Dès l’école maternelle, l’évaluation, on n’y coupe pas !

Envisagée via un livret d’évaluation (Aide à l’évaluation des acquis en fin d’école maternelle), pour tous les élèves de grande section de maternelle et prévue en trois phases, elle est l’objet d’un rejet massif de la part des parents, des enseignants, des représentants du monde de la petite enfance, de la santé et de l’éducation.

Les trois phases

Entre novembre et décembre, une première phase dite de « repérage » du comportement à l’école, du langage, de la motricité et de la « conscience phonologique », une seconde pour « un entraînement progressif (…) avec les enfants repérés à risques lors de la phase 1 et la troisième qui consiste en un bilan, à la fin de l’année scolaire pour faire le point sur les acquis des élèves. Le livret d’évaluation comporte un protocole très normé en vingt deux fiches. [1]

Le classement des enfants en trois catégories

Selon les scores obtenus, s’établit un classement des enfants en trois catégories : RAS (rien à signaler), « risque» et « haut risque ». Une fiche par élève et par classe est remplie.
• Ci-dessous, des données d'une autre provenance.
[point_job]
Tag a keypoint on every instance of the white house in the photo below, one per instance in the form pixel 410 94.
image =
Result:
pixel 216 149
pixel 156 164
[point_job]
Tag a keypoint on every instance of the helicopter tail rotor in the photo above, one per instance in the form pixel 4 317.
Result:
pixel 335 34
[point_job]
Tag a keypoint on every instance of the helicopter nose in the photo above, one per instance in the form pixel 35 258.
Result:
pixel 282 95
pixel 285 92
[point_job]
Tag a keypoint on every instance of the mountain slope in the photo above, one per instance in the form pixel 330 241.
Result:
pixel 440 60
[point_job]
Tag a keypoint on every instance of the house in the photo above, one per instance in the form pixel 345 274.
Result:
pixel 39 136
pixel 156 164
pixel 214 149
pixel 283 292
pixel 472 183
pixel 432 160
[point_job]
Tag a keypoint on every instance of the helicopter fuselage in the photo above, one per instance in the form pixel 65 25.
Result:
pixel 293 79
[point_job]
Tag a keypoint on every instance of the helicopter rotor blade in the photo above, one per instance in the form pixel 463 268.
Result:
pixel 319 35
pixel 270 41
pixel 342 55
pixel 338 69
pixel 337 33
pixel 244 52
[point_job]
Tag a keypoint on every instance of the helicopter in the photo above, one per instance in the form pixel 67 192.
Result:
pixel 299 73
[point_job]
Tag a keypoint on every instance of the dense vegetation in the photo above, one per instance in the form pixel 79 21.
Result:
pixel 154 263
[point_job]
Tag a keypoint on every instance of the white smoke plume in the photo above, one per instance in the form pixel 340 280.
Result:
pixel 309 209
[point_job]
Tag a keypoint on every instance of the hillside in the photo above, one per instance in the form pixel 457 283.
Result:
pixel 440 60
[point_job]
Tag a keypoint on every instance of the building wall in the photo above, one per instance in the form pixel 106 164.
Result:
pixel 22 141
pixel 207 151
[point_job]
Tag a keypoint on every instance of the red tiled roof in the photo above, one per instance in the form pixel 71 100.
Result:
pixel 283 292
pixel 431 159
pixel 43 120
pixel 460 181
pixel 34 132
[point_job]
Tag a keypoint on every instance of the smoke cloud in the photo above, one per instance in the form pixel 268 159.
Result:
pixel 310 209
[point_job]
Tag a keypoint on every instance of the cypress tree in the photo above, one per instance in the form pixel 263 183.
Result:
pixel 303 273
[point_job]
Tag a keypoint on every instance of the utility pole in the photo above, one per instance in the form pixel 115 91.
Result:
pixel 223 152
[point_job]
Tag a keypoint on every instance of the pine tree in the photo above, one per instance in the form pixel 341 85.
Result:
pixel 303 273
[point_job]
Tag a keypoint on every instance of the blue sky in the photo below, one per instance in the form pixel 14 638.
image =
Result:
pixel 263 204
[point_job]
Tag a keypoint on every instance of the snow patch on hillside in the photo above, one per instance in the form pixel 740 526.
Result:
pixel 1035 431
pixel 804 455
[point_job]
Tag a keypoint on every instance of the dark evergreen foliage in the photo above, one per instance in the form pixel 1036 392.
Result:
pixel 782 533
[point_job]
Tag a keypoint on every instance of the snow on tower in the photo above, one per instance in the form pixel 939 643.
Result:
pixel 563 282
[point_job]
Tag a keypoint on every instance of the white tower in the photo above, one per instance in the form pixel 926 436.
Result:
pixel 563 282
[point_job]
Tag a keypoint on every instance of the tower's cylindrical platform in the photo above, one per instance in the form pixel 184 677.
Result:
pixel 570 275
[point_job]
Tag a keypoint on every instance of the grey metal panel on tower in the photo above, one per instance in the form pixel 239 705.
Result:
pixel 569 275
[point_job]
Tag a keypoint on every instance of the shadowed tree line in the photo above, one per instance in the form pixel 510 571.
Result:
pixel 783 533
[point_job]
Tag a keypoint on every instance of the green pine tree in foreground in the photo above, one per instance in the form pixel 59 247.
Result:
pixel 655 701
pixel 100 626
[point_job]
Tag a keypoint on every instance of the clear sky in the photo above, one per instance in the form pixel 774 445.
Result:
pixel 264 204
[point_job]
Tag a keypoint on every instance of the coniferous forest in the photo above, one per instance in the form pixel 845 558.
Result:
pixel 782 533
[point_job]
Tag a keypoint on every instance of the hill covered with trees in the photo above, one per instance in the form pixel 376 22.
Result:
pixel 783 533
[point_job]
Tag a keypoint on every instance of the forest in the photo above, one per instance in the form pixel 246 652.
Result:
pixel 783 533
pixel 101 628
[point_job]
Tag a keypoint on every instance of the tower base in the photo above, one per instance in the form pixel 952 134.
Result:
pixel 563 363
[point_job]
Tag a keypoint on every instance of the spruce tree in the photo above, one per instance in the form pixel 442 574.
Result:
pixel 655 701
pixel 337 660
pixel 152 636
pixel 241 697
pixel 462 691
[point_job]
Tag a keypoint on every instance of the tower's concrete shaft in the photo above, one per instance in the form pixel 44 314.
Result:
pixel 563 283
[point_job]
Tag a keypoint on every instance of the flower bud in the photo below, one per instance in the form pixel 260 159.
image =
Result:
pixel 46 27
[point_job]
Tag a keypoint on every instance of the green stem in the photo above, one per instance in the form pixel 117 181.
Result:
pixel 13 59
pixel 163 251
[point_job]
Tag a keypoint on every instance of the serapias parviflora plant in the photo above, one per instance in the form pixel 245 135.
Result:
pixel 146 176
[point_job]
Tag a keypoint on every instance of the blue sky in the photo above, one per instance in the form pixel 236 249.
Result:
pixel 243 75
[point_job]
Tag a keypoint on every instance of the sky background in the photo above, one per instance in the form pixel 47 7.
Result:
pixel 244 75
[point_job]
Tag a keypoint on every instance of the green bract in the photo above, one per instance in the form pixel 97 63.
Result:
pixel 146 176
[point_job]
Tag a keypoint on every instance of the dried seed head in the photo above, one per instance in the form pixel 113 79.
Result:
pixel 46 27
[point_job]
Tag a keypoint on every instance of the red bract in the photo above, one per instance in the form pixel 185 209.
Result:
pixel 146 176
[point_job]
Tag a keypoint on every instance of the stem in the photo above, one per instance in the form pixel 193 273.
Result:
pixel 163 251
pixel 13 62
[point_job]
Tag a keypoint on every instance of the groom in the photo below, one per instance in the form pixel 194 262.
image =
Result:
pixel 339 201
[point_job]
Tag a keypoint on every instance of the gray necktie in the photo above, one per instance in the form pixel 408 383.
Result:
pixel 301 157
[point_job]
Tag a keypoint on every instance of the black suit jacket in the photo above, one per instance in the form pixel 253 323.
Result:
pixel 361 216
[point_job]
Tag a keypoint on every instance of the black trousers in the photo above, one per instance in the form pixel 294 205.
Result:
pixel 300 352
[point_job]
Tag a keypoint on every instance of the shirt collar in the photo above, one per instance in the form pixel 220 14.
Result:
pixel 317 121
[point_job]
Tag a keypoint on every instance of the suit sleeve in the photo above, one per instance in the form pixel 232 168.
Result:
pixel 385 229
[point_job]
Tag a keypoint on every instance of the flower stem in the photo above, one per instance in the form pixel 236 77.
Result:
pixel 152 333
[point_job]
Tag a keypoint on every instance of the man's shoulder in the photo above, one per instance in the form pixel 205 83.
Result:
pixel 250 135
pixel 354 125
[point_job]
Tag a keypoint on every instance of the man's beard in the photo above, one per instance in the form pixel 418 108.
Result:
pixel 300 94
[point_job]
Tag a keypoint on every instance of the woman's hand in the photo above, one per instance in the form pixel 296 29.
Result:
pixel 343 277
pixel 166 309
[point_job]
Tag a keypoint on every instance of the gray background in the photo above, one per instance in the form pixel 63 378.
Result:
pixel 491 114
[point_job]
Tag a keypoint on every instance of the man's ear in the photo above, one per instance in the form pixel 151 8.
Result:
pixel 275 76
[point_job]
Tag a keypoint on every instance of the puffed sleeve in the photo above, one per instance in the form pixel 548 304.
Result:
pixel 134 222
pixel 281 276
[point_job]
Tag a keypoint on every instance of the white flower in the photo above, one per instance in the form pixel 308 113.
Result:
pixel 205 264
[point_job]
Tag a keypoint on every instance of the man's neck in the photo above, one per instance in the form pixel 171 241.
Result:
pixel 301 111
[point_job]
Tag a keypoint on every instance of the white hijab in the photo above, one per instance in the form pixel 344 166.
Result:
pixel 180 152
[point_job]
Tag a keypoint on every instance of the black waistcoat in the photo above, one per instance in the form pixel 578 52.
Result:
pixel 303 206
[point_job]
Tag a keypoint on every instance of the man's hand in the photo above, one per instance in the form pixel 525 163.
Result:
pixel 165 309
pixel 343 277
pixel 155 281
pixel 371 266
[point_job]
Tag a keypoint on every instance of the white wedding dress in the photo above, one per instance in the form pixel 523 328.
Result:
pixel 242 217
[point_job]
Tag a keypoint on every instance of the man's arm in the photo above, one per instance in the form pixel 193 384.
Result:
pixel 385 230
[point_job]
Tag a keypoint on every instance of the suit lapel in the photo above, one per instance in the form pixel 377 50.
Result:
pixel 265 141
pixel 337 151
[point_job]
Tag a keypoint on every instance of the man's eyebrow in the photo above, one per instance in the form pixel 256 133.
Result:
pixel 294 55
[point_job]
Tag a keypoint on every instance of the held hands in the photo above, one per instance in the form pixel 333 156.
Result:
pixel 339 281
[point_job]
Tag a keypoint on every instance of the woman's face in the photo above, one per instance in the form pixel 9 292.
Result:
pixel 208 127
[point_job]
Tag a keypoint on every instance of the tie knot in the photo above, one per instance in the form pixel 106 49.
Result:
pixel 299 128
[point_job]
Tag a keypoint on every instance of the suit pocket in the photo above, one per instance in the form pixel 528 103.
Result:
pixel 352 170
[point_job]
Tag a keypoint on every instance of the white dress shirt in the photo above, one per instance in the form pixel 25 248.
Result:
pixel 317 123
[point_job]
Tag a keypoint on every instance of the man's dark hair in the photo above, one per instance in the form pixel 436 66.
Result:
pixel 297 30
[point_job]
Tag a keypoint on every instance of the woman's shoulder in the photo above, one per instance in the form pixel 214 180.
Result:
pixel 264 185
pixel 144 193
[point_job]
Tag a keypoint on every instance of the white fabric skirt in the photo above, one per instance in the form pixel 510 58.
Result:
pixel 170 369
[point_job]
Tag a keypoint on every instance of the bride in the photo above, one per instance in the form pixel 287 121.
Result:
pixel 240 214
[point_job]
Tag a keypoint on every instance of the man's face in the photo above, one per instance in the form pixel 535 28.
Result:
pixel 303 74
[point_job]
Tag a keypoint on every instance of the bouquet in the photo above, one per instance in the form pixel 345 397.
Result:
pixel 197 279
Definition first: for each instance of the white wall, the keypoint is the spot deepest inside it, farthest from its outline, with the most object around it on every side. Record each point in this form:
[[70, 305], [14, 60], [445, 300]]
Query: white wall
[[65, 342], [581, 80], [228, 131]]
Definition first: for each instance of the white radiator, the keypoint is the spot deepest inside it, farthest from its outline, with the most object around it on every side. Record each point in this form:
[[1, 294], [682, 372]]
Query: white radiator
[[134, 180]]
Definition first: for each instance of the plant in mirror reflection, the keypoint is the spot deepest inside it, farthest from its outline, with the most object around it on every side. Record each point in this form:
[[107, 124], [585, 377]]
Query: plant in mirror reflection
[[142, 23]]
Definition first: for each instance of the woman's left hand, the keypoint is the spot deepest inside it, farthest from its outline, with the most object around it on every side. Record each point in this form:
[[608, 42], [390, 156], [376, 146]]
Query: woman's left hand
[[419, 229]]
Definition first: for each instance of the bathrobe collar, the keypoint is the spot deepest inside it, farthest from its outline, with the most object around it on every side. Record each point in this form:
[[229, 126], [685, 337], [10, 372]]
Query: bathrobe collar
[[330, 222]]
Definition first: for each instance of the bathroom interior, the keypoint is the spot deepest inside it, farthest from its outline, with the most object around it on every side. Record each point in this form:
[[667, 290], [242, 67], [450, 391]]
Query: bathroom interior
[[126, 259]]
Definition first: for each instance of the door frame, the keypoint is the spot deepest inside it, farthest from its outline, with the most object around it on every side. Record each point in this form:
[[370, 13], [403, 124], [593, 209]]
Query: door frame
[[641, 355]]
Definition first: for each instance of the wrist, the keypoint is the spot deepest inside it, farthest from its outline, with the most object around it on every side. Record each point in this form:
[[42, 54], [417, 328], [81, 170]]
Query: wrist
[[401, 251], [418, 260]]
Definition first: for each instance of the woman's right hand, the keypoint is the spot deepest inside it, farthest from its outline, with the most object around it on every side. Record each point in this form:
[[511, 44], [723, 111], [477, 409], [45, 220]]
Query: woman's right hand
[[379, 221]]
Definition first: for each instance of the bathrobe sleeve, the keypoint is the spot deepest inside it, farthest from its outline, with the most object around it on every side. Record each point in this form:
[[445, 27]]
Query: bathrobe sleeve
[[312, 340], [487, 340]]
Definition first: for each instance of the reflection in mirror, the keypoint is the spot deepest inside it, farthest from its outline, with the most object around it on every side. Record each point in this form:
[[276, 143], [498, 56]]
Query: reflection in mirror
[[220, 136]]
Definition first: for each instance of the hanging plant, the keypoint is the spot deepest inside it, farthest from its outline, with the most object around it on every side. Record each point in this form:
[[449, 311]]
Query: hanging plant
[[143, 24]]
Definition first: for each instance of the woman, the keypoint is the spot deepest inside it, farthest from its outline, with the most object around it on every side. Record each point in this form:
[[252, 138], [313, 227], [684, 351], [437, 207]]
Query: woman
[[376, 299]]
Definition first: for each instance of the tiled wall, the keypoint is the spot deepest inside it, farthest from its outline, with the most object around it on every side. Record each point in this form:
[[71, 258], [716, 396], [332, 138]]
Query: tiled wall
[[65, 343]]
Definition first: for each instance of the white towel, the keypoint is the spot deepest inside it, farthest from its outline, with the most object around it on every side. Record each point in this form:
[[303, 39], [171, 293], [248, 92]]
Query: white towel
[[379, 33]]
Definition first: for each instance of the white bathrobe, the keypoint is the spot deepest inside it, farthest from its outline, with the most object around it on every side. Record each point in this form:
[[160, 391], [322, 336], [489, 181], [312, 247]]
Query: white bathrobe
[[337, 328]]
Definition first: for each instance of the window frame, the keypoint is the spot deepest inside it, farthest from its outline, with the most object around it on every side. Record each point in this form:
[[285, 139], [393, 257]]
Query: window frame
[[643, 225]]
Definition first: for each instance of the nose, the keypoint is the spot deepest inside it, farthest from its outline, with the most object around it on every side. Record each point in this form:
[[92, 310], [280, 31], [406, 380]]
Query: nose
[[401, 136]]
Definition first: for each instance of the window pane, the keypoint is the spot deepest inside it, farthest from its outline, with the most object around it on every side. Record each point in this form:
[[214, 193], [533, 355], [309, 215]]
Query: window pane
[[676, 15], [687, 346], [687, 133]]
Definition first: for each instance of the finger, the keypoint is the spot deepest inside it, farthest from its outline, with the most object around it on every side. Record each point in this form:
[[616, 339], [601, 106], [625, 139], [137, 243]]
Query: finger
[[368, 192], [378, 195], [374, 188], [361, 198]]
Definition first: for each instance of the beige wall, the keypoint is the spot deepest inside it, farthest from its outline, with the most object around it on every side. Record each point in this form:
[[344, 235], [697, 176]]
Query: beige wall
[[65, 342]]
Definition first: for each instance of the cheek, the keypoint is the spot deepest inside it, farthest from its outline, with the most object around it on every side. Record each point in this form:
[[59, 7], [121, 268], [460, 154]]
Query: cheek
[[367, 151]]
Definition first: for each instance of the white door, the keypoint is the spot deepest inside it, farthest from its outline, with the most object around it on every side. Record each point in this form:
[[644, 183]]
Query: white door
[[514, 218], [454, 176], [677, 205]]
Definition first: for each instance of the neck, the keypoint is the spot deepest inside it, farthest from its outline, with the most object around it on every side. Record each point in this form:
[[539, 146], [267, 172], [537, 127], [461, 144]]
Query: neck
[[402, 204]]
Ainsi un enfant de 5 ans, obtenant moins de 2 points en comportement à l’école, sera  déclaré à « haut risque ».

Cette approche n’est pas sans rappeler  l’expertise de l’Inserm en septembre 2005, qui pointait l’insuffisance du « dépistage du trouble des  conduites » chez les enfants ou la proposition de novembre 2010, faite par le secrétaire d’État à la justice, J-Marie Bockel, de repérer les troubles du comportement dès 3 ans.

L’école maternelle : une structure de sélection ?

Maintenant, si le signifiant « risque » est remis en cause, le ministère de l’Éducation nationale maintient le repérage des enfants les plus fragiles et les trois temps de l’évaluation pour un repérage précoce de la difficulté scolaire ! [2]

Doit-on s’acharner à procéder à des évaluations du comportement des jeunes enfants, Doit-on mettre en œuvre systématiquement des séances d’entraînement à des apprentissages précoces de conduites adaptatives ?

L’évaluation semblait viser autant la sélection des élèves que celle des établissements avant que soit décidé, face au tollé général, qu’il n’y aura pas de remontée nationale sur le niveau de chaque établissement.

Tout ce lourd dispositif  reste pour l’instant facultatif mais jusqu’à quand … ?

L’école maternelle doit-elle se transformer en structure de sélection ?

Une prédiction ravageante

Le marqueur biologique a remplacé les bonnes fées au-dessus du berceau du nouveau-né. À sa suite la prédiction se substitue à la prévention. Une prédiction qui vise le « zéro risque ». Cet impératif transforme le sujet en un sujet « à risque ».

L’évaluer pour le mettre à l’abri du risque ?  Que risque-t-il ce petit sujet si ce n’est rencontrer un Autre prédicteur ? Un Autre prédicteur qui ne veut rien savoir de la fonction du désir de l’Autre qui sous les espèces de la figure  de la prédiction produit des effets d’angoisse, risque réel pour la vie du sujet.

L’Autre de la prédiction ne veut rien savoir précisément du savoir en devenir de l’enfant.

La psychanalyse, contrairement à l’Autre de la prédiction, suppose à l’enfant un savoir. Elle lui reconnaît un désir de sujet et veut bien avec lui prendre des risques et parier sur le désir et ses surprises !



[1] Vous pouvez consulter les fiches sur le site : www.pasde0deconduite.org/

[2] Le projet est issu des travaux du Dr Michel Zorman, médecin scolaire qui travaille sur ce qui empêche un enfant d’apprendre à lire. Il a montré qu’une mauvaise conscience des syllabes ou un vocabulaire trop étroit étaient prédictifs de difficultés en apprentissage de la lecture. Le ministère a repris ses outils de repérage utilisables en début de grande section de maternelle.  Mais la rue de Grenelle a complété ce dispositif par des tests qui élargissent le champ au mathématiques et au comportement des enfants et y a ajouté un bilan de fin d’année.